Collect information on what to do if hospitals are full, either for the flu or for anything else that might happen – one very good book on the subject is Where There Is No Doctor: A Village Health Care Handbook by Jane Maxwell, Carol Thuman and David Werner. It is reportedly used by WHO and UNICEF for their workers in the Third World, and deals with everything from injuries to childbirth.

Brush up on traditional treatments – comfrey for headaches, plasters to aid breathing. They won’t cure the flu, but neither will antibiotics.

Whatever happens with swine flu, there will be many more outbreaks in the future – modern medicine has blessed us with a lifespan and health far beyond most people in most places, but we are still mortal, and our modern lifestyles are likely to create new diseases faster. The world’s population has increased from two billion to seven billion in a single lifetime, mostly in the Third World where health care and sanitary conditions are subhuman. Air travel has increased exponentially, so diseases that took centuries to travel across the medieval world now spread from Mexico to New Zealand in less than a day. Our food has been increasingly mass-produced in ways that breed disease – rightly or wrongly, villagers near the disease’s apparent ground zero reportedly blame a nearby U.S. hog “factory.” Companies that mass-produce meat overuse antibiotics to paper over their grotesque practices, allowing diseases to more quickly evolve a resistance to them.

If all this sounds apocalyptic, keep those second and third paragraphs in mind – this flu might not require any of these preparations. But most of them apply to most crises – they are Long Emergency insurance, just as we might have health and fire insurance. They don’t make us immortal or protect us from any future, but they allow us to get on with life happily, as ready as we can be for the crisis – or the panic – next time.

Photo: Girls wearing masks in Helena, Montana during the 1918 flu, courtesy of "Helena As She Was" web site, www.helenahistory.org.

1 comment:

RW said...

Some good thoughts - thanks.

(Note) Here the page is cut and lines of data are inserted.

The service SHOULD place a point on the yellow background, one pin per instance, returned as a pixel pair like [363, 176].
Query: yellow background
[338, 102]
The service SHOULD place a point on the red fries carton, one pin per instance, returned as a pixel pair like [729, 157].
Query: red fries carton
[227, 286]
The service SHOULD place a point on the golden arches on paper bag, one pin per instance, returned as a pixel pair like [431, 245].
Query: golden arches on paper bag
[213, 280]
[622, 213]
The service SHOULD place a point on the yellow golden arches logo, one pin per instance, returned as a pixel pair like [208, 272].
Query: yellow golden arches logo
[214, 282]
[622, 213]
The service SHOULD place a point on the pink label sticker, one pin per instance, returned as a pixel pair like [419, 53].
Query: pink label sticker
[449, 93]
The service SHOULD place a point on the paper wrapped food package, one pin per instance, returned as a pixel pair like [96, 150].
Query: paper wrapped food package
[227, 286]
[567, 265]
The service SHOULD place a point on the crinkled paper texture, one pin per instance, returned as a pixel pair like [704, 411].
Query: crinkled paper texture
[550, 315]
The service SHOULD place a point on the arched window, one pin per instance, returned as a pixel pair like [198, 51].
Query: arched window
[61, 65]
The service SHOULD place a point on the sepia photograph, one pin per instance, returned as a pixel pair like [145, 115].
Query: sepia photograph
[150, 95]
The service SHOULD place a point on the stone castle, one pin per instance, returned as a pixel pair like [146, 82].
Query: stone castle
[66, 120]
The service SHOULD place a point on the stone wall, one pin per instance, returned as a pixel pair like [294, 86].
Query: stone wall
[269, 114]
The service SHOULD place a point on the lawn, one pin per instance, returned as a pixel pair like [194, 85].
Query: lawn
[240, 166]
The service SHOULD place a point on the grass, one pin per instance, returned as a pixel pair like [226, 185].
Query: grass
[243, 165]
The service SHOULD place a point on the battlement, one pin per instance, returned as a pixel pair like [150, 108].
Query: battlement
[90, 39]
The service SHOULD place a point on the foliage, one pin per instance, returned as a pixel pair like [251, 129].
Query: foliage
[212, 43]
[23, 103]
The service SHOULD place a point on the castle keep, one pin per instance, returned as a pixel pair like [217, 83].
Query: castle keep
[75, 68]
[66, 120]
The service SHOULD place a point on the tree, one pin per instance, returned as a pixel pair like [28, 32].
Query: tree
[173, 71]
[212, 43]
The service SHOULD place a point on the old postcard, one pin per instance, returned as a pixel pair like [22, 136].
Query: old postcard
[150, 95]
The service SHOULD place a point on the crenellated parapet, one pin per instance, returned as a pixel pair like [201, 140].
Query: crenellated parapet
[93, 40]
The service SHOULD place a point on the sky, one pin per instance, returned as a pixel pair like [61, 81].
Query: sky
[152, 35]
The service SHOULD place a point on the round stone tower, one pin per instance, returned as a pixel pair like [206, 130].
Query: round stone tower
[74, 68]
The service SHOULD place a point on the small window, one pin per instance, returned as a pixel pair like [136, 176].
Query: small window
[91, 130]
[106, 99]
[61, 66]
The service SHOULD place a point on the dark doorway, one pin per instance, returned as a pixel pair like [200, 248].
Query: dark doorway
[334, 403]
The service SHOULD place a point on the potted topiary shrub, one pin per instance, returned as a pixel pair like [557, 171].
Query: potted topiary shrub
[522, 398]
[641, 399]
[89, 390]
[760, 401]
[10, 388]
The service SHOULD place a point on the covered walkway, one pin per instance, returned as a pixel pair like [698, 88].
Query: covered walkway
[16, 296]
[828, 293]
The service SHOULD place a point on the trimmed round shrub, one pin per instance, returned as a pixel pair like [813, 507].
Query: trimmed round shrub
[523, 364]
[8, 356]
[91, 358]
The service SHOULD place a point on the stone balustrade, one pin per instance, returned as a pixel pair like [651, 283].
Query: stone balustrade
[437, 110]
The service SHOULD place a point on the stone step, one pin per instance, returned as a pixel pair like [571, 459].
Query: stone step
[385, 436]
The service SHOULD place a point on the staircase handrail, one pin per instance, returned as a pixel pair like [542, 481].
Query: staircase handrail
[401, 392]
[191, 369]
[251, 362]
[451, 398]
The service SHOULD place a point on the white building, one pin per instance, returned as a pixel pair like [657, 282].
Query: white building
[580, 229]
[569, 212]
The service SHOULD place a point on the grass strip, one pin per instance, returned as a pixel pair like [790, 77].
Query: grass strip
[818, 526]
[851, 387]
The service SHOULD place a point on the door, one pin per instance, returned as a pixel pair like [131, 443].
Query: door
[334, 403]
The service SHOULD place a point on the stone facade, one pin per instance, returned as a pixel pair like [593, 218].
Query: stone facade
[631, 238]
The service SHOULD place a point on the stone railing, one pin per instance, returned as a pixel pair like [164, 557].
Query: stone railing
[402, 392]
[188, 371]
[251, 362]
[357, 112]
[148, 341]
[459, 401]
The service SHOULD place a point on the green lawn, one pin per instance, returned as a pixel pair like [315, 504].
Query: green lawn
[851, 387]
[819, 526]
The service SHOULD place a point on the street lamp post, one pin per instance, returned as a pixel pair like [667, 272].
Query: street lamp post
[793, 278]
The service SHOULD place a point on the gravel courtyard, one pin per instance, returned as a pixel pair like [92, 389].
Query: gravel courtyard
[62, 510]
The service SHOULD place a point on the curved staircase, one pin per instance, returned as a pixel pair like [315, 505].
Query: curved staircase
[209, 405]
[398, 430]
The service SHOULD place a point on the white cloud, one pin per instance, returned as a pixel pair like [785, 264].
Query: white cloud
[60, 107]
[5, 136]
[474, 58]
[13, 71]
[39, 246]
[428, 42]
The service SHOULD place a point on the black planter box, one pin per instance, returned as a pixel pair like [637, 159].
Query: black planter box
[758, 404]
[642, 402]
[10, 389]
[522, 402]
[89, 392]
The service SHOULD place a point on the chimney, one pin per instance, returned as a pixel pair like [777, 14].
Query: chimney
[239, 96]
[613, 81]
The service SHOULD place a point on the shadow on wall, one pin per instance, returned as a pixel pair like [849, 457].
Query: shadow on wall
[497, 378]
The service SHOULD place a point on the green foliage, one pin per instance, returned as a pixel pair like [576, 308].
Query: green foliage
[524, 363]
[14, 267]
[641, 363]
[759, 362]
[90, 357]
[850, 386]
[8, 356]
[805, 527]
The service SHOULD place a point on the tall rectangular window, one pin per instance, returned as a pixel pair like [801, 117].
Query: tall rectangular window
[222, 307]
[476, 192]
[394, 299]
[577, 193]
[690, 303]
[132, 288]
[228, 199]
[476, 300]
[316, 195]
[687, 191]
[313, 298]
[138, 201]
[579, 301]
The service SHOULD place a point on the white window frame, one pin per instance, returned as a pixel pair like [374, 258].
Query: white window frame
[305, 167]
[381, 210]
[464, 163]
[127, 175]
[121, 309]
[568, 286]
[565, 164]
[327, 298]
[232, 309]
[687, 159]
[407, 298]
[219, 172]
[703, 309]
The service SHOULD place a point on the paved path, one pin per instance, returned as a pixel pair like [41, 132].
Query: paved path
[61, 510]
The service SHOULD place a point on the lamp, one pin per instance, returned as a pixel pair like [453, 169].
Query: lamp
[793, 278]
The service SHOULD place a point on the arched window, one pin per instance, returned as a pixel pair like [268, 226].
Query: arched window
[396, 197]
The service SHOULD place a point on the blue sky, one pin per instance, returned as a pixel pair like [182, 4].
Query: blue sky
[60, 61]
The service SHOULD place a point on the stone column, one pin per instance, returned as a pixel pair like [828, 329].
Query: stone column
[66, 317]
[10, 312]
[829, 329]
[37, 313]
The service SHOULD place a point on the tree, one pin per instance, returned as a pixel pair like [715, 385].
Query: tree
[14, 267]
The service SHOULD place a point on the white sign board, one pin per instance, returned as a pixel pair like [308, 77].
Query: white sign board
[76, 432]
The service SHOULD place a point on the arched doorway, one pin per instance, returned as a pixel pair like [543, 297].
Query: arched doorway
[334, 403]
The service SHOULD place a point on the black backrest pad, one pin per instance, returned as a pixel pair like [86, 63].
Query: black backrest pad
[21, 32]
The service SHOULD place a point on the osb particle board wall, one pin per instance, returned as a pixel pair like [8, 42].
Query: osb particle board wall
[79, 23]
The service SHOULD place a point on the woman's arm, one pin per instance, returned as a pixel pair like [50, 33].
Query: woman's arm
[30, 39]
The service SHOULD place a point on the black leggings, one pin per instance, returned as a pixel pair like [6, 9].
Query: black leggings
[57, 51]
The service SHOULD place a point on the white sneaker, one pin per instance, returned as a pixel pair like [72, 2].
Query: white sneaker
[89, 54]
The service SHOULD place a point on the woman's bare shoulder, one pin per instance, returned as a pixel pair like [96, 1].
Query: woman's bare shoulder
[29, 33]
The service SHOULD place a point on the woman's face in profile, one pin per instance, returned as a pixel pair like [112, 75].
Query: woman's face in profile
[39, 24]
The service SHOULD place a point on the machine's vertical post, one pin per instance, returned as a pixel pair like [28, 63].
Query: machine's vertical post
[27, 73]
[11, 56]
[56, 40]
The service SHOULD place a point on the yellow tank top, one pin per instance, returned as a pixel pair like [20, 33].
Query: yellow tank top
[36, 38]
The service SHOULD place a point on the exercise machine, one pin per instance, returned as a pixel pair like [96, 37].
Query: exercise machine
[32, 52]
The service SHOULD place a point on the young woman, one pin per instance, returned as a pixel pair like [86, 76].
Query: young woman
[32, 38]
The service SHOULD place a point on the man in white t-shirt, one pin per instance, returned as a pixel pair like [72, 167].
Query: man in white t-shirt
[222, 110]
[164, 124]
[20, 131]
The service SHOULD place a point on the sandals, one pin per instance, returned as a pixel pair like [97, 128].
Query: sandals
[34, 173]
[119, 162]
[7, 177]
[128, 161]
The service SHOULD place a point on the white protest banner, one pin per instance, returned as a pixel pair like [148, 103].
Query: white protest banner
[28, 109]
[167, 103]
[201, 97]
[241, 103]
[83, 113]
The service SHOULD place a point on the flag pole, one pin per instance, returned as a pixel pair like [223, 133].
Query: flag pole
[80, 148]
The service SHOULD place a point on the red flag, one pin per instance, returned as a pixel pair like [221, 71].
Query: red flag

We have been living cable free for the last 6 months and my children - aged 14 have thankfully been removed from the hype but we have talked with them about the Swine Flue.

It is hard to get a read on the media coverage. I tend to feel that the the use "the sky is falling" line from chicken little far too often and add to panic but at the same time - I'd rather have too much information than have them hold back.